Scendemmo nella hall con tutti i nostri bagagli, restituendo la chiave della stanza. D'un tratto, mi accorsi di una mano poggiarsi sulla mia spalla. Mi voltai spontaneamente e sorrisi. «Ciao, Robert.»

«Stai tornando a New York?» mi chiese, vedendomi stringere il manico della valigia.

«Sì, abbiamo il volo tra un paio di ore.»

«Be', fate buon viaggio» mi diede un abbraccio, udendo improvvisamente qualcuno schiarirsi la gola alle mie spalle. Finsi di non notarlo e continuai a prestare attenzione a Robert. «Ci sentiamo presto» concluse.

Questa volta Richard non rimase dietro ma si mise al mio fianco, porgendo una mano a Robert. «Tu saresti?» gli chiese, facendo saettare lo sguardo di Robert su di me.

«Io sono Robert, è un piacere conoscerti» ricambiò «Tu sei Richard, non è vero?

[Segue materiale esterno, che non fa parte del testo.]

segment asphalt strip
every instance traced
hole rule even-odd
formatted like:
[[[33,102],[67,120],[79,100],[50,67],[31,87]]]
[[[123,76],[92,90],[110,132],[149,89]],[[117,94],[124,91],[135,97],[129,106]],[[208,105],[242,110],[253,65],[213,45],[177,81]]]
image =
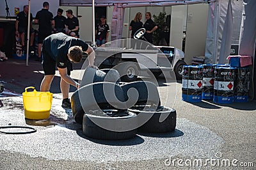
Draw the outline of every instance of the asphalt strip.
[[[22,97],[1,98],[1,100],[4,107],[0,109],[0,126],[26,125],[37,131],[22,135],[0,134],[0,150],[31,157],[95,163],[178,155],[211,158],[224,143],[207,128],[181,118],[177,118],[173,132],[138,134],[134,139],[124,141],[95,140],[83,134],[81,126],[74,122],[70,111],[61,107],[60,98],[53,98],[49,120],[31,123],[24,119]]]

Victoria mi ha parlato molto di te» in questo attimo volevo uccidere Robert per ciò che aveva detto alla fine.

Richard sogghignò, beffardo. «Ti ha parlato di me, ma davvero?» mi guardò, sollevando un sopracciglio. Che vergogna, volevo sotterrarmi.

«Cavolo, è proprio tardi» finsi di guardare l'orologio in tutta fretta «Noi dobbiamo andare, Robert. Ci sarà tantissimo traffico e rischieremmo di perdere il volo.»

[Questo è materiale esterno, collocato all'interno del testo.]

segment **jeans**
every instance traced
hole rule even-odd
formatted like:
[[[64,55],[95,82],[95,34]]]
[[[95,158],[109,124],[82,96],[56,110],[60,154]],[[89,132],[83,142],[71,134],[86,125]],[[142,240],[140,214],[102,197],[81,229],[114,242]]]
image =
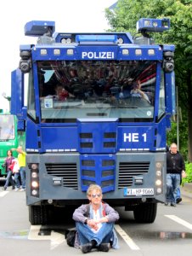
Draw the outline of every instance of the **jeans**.
[[[16,183],[16,187],[18,189],[20,187],[20,180],[19,180],[19,177],[20,177],[20,172],[15,172],[14,173],[14,181],[15,181],[15,183]]]
[[[4,184],[4,189],[8,188],[9,182],[10,182],[12,187],[14,188],[15,186],[15,184],[14,184],[14,182],[12,178],[12,172],[11,171],[8,171],[6,182],[5,182],[5,184]]]
[[[25,189],[25,167],[20,168],[22,189]]]
[[[180,186],[180,174],[167,174],[167,201],[176,203],[178,189]]]
[[[95,240],[99,246],[101,243],[110,242],[110,238],[113,236],[113,223],[103,223],[102,227],[98,233],[93,233],[88,225],[81,222],[76,222],[76,226],[81,245],[88,243],[92,240]]]

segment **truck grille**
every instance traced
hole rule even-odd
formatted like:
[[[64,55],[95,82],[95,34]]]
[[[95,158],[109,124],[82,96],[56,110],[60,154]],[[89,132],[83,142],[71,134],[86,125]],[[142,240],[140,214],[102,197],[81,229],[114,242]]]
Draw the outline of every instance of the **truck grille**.
[[[118,189],[133,185],[133,177],[147,173],[150,162],[120,162]]]
[[[47,173],[61,177],[63,186],[78,189],[77,169],[76,163],[45,164]]]

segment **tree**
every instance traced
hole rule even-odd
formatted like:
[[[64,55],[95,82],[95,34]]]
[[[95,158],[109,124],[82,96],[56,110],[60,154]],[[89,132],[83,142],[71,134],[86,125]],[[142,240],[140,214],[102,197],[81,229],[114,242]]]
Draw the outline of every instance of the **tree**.
[[[191,0],[119,0],[114,9],[105,9],[111,31],[136,32],[136,22],[143,17],[170,18],[171,30],[155,34],[159,44],[172,44],[175,50],[176,84],[184,124],[188,130],[188,159],[192,161],[192,2]],[[186,114],[187,113],[187,114]],[[186,141],[185,141],[186,142]],[[181,148],[185,147],[182,140]],[[184,148],[182,148],[184,151]]]

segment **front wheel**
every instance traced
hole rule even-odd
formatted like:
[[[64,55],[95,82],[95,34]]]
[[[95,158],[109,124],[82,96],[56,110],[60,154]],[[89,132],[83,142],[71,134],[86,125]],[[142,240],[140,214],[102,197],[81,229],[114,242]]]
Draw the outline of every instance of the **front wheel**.
[[[29,206],[29,221],[32,225],[48,223],[48,208],[46,206]]]
[[[138,223],[153,223],[156,218],[157,203],[144,203],[133,211],[134,218]]]

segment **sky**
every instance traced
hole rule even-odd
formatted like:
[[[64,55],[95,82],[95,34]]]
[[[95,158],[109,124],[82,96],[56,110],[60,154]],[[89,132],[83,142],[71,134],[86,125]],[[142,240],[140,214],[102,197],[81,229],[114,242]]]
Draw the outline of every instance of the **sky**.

«Ancora buon viaggio» ci sorrise a entrambi, dandoci la possibilità di andare via e attendere il taxi che ci avrebbe direttamente portati all'aeroporto.

Salimmo in macchina e voltai il viso verso il finestrino. Speravo che Richard non mi chiedesse niente ma, ovviamente, questo mio desiderio non venne nemmeno minimamente ascoltato.

«Dove vi siete conosciuti?» il suo tono era diverso dal solito ma cercai di non darlo troppo a vedere. Si era avvicinato a me e sfiorava la mia gamba con la sua. Non si allontanò ed ebbi la sensazione che volesse provocarmi di proposito.

«In hotel» dissi semplicemente, non guardandolo e continuando a puntare gli occhi verso l'immensa città che stavamo per lasciare «Perché ti interessa saperlo?»

«Pura e semplice curiosità» batté la mano sinistra sul ginocchio, frequentemente.

«Sicuro di stare bene?»

«Ovvio. Sì, certo» borbottò.

Bugiardo. Richard era proprio come me, non riusciva a mentire. Non sapevo nemmeno se considerarlo un pregio o un difetto ma si stava fregando con le sue stesse mani.

Quando vidi il cartello stradale con scritto aeroporto mi resi conto che il ritorno a New York fosse oramai imminente. Non ero pronta a tornare in quella città e a rivedere determinate persone che non facevano altro che deludermi.

Il viaggio durò molte ore. Imboccammo la strada del quartiere in cui abitavo, raggiungendo il mio appartamento. Richard mi aiutò a prendere la valigia dal bagagliaio e rimanemmo in silenzio alcuni secondi, guardandoci intensamente negli occhi.

Volevamo dirci qualcosa ma nessuno dei due aveva il coraggio di farlo.

«Ci vediamo in azienda» indietreggiò sostenendo il mio sguardo e aprendo la portiera della sua auto. Entrò, stringendo il voltante e rimanendo fisso su di me mentre mi dirigevo verso il cancello di casa.